Today, cities across the world are shaped by new forms of urbanism, a growing awareness of environmental challenges, and evolving cultural identities. The focus of this two-day program is on developing a broader understanding of how the master planner or designer’s skills contribute to more resilient cities and futures. Panel discussions, field work and interactive activities will explore environmental, economic, and social issues.

Amidst increasing diversity and several years of strong economic and population growth, planners are discovering that cities are rich labs for exploring innovations in areas including: regional and local food systems; arts, culture and place-making, spatial planning and urban design; ecological systems, equity and social justice; and technology. The program will draw from interdisciplinary expert perspectives and active learning to explore these topics (and others) and to encourage participants to expand their understanding of how to design resilient and adaptable cities in the face of a changing climate, social equity challenges and a need for increasing competitiveness and innovation. .

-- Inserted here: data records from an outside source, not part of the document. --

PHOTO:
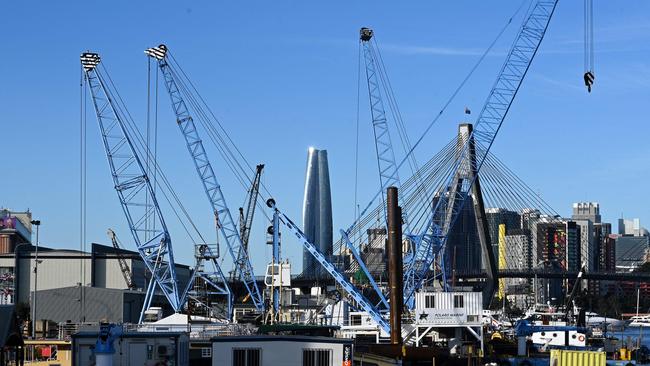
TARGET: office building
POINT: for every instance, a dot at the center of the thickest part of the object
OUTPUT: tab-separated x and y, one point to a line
317	211
500	216
631	227
630	252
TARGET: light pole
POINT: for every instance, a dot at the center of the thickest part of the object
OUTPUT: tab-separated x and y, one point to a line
38	225
16	273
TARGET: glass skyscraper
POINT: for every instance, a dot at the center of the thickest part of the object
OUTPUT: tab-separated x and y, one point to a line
317	211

Participants will use the City of Boston as a laboratory and case study throughout the course, learning from local and international experts, touring key sites and working together to synthesize case studies and their own observations. A series of presentations and discussions will lay the foundation for the course and introduce the breadth of environmental, economic, and social issues that must be addressed at all scales. The panelists will include planners, public officials, urban designers, artists, technologists, economists, ecologists, and developers.

Learning Objectives

  • Investigate master planning approaches to achieving urban resilience: What common themes or topics are addressed? What are the spatial or design issues to be addressed to achieve a sustainable future?
  • Explore planning and urban design case studies that demonstrate how interdisciplinary approaches (including arts and culture, local food systems and technology) are becoming critical to city-building
  • Discover how the real estate market and regulatory context are responding to resilience goals
  • Understand the role of natural and ecological systems
  • Synthesize and apply knowledge from panelists to a case study of Boston

Who should attend

Planners, urban designers, architects, landscape archi¬tects, developers, land owners, public officials, and non-profit/advocacy planners.